Motivation: In $\langle\mathbb{Z}/7\mathbb{Z},\times\rangle,\ \langle 3\rangle = (3,2,6,4,5,1).$
Given a $k-$tuple of distinct integers, $q_1, q_2, \ldots, q_k,$ (all nonzero) does $\exists$ integers $a,m,n$ with $n>\max\{ q_1,q_2,\ldots,q_k\},\ $ such that $a m^i \equiv q_{i} \pmod n\ \forall\ i\in \{1,2,\ldots, k\}\ $ [In other words, $q_i$ is the remainder when $am^i$ is divided by $n.]\ ?$
Maybe there is a counter-example like $(100,99,98, 3,2,1).$ But I doubt it. I imagine it is true and we can even take $a=1,$ for example. I think it could be true by Chinese remainder theorem and/or Fermat's Little theorem?
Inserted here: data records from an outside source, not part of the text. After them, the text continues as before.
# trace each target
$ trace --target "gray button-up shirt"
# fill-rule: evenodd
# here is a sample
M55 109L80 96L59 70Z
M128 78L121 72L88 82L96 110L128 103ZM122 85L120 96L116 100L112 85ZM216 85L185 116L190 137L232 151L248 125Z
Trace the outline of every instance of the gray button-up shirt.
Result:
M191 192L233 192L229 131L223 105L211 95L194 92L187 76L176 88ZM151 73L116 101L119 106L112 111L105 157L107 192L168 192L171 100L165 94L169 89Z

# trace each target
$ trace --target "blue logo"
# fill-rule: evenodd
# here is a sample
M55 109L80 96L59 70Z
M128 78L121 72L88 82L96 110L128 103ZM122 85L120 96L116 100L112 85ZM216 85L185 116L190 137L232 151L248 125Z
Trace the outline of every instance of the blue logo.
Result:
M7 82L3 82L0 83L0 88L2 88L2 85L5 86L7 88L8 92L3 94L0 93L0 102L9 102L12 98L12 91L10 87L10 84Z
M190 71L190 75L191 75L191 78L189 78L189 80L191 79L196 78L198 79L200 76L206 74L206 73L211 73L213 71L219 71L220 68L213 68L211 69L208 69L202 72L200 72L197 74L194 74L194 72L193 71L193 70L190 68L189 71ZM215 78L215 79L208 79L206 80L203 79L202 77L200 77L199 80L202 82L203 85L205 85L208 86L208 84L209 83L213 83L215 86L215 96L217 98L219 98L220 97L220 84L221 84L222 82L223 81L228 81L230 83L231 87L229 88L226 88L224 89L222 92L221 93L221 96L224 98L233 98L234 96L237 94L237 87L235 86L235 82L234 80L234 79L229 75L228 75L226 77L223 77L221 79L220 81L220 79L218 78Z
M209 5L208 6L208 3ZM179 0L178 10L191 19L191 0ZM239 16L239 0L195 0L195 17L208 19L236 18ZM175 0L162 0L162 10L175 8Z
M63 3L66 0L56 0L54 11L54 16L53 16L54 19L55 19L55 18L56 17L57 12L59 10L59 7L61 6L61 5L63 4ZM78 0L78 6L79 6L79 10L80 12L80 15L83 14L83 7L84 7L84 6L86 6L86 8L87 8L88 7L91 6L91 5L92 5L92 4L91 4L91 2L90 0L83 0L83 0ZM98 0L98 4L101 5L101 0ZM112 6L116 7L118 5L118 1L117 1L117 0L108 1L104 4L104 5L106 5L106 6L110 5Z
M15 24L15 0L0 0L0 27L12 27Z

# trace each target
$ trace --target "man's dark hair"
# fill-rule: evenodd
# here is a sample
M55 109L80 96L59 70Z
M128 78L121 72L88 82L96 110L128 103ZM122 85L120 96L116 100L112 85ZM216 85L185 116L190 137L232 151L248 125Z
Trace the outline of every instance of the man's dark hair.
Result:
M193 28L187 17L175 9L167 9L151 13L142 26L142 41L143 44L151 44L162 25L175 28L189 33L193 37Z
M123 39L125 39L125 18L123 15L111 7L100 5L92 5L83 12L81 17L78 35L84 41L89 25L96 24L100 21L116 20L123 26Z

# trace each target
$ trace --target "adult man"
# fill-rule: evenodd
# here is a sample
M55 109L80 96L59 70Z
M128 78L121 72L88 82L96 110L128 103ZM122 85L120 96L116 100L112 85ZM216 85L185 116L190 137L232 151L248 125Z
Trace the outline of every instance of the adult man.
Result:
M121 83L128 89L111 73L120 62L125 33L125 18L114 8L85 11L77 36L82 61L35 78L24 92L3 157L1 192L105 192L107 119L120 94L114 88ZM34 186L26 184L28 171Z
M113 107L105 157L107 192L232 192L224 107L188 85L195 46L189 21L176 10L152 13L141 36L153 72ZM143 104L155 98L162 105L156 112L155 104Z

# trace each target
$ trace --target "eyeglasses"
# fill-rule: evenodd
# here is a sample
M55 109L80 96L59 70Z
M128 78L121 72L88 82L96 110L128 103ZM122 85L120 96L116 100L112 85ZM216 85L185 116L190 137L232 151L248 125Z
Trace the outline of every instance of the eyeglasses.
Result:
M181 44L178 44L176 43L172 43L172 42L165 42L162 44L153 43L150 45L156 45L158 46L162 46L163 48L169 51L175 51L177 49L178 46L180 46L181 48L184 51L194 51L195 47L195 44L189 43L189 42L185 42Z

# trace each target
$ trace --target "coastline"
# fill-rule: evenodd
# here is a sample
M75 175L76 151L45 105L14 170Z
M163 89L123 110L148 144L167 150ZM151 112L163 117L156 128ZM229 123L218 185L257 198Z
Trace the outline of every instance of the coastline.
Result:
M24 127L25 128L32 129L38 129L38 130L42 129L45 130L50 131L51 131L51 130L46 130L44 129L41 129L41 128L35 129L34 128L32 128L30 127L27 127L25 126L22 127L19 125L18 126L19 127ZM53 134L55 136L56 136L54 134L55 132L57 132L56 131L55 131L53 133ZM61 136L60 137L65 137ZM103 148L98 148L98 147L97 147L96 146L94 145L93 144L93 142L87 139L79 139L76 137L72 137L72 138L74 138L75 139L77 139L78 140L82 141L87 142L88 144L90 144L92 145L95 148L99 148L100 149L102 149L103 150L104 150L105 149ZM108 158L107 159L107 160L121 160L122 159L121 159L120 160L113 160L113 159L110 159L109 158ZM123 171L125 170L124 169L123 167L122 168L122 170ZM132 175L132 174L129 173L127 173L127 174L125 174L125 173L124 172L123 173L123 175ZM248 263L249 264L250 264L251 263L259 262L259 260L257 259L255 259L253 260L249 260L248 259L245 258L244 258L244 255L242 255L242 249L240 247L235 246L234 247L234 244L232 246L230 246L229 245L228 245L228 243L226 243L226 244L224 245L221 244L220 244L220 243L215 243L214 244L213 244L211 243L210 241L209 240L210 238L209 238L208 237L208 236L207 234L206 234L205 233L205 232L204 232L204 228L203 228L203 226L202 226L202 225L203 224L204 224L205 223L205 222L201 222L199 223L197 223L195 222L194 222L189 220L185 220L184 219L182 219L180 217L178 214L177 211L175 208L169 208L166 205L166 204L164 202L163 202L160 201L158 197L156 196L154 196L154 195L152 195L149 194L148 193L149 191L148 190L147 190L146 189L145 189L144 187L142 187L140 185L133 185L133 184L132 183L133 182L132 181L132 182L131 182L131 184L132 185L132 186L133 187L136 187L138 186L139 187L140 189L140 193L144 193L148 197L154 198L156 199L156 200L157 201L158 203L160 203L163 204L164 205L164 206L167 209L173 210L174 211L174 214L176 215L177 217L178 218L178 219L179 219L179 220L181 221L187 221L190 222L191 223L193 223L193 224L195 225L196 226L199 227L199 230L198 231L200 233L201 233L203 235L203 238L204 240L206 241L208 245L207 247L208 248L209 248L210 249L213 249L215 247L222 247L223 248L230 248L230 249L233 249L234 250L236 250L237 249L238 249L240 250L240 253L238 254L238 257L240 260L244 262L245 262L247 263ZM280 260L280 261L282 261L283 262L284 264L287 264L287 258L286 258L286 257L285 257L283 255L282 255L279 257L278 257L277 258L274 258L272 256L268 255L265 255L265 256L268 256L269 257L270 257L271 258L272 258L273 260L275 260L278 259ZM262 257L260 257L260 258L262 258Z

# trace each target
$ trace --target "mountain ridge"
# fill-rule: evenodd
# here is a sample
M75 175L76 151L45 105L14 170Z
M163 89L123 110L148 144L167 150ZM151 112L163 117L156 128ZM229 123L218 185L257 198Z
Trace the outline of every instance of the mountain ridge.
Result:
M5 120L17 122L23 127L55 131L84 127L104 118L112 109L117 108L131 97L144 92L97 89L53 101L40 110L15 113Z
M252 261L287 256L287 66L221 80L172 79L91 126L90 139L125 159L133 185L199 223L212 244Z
It should be true for $k=2,$ so maybe then we can use induction on $k$?
I think that without the "nonzero" and "all distinct" conditions, there would be easy counter-examples.
Edit: I think $n$ must be prime for this to work, right? Well, I think that if $n$ is prime then every number other than $0$ and $1$ "generates" all of $\{1,2,\ldots,n-1\},$ although I don't recall the proof for this. But is it true that if n is not prime, then in $\langle\mathbb{Z}/n\mathbb{Z},\times\rangle,\ $ then for any $u,\ \langle u\rangle\ $ does not generate all of $\{1,2,\ldots,n-1\}\ ?$ Can someone link to proofs of these two theorems? I'm sure they are in some Elementary Number/Group Theory pdf. I also have the book, "Elementary Number Theory" by Springer, but I'm not sure if these theorems/proof are in there...
Basically, you want geometric sequence modulo some $n$, so $q_i^2 \equiv q_{i-1}q_{i+1}\pmod n$, i.e. $n\mid q_i^2-q_{i-1}q_{i+1}$, so to find counterexample you can take any triple $(q_1,q_2,q_3)$ such that $q_2^2-q_1q_3 = 1$, for example $q_1 = 1, q_3 = q_2^2-1$ with $q_2$ arbitrary.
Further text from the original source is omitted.